Она вздрогнула, но, чуть помедлив, все же ответила:
— Человек должен кого-то любить. Мы не знаем, когда и к кому вспыхнет это чувство. Да и любят не за что-то, а вопреки всему.
— И все же?
— Он — сильный, мужественный, цельный и… несчастный.
— Понятно, — кивнул я. — «Она его за муки полюбила, а он ее за состраданье к ним». И чем же он такой несчастненький?
— Не знаю… Он — плоть от плоти этого мира, но иногда мне кажется, что он живет не в своем времени. Одним своим присутствием он перевернет весь этот мир, но лично для себя не получит ничего… кроме беды.
— А я?
— Вы здесь на своем месте, король. Вы странный, но вы — лучшее, что было у Аввалона до сих пор.
Я вновь надолго замолчал, постукивая по столу кончиками пальцев. Забавный у нас получался разговор…
— А меня… меня вы смогли бы полюбить? — спросил, наконец, я. — Я просто так спрашиваю…
Настал ее черед молчать.
— Боитесь обидеть, — догадался я.
— Вы не нуждаетесь в любви, — сказала Гайя. — Вас несчастным назвать нельзя. Вы, как не знающий сомнений механизм, влечете Аввалон в будущее, и любви в этом процессе места нет. Любовь будет той «песчинкой», которая может сломать всю эту сложнейшую машину… Вы слишком на своем месте… Простите, сир…
— Значит, ко мне женщина не может испытывать ни любви, ни даже жалости?
— Еще раз простите меня…
— Ерунда! — раздраженно ответил я. — Любовь можно построить так же, как государство… Ну, хорошо, хорошо, не построить — вызвать к жизни. Все дело во времени и в желаниях. Хотите, докажу?
— Не надо, — тихо ответила она. — Ваше величество, у вас просто плохое настроение…
— А я докажу! — сварливо отозвался я, поднимаясь. — Посмотрим еще… «Механизм», «слишком на своем месте»… Нет предопределенности! У человека есть воля!
— Есть, — согласилась она. — Но это тоже имеет отношение к… другой области.
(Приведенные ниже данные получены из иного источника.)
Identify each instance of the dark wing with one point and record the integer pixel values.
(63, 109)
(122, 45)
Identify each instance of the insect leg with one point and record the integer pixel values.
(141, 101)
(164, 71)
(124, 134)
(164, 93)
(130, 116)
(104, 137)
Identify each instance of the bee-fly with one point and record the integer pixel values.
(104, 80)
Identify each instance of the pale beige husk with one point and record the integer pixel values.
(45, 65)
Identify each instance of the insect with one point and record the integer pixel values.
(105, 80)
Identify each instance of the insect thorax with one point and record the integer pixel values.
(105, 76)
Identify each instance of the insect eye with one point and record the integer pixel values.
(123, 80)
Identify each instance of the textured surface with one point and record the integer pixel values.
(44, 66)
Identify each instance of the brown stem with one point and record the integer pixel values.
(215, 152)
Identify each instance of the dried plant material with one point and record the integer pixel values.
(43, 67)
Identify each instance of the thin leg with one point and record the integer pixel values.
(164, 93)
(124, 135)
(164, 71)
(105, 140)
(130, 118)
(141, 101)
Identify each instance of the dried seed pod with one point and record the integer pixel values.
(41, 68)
— Посмотрим, — сказал я и, не прощаясь, вышел.
Поймав первого пробегавшего мимо слугу, спросил:
— Как зовут?
— Атик, сир.
— Вот что, парень… С этого дня, каждое утро, будешь приносить королеве огромный букет роз. Где розы растут, знаешь?
— Да.
— И это… Что еще у вас дарят женщинам, когда ухаживают?
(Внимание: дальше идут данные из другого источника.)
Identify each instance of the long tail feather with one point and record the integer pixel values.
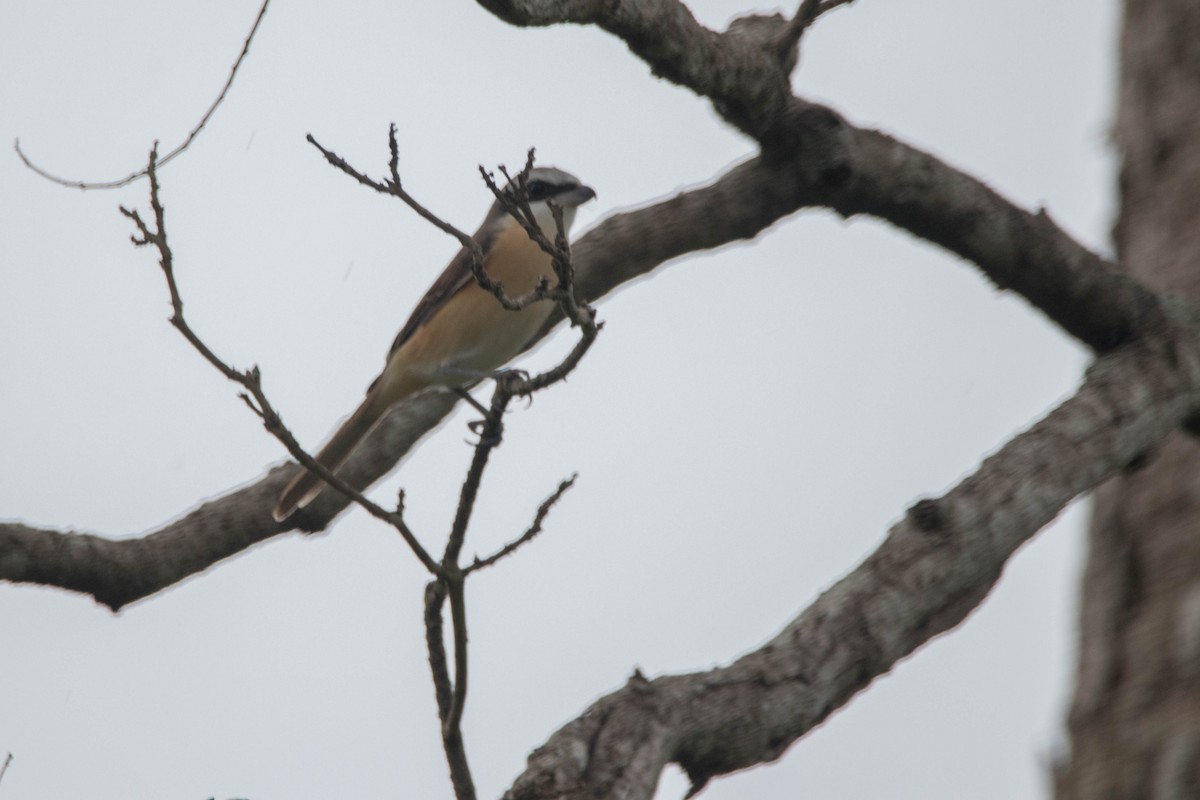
(306, 486)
— Любовь, внимание… заботу…
— Пошел прочь, дурак! Забудешь про цветы — посажу на кол!
В моих покоях, удобно развалившись в кресле, меня уже ждал Денница.
— Вы когда-нибудь любили? — с порога спросил я. — С вашими способностями, опытом и внешними данными увлечь их труда не составляло, но вы сами — любили?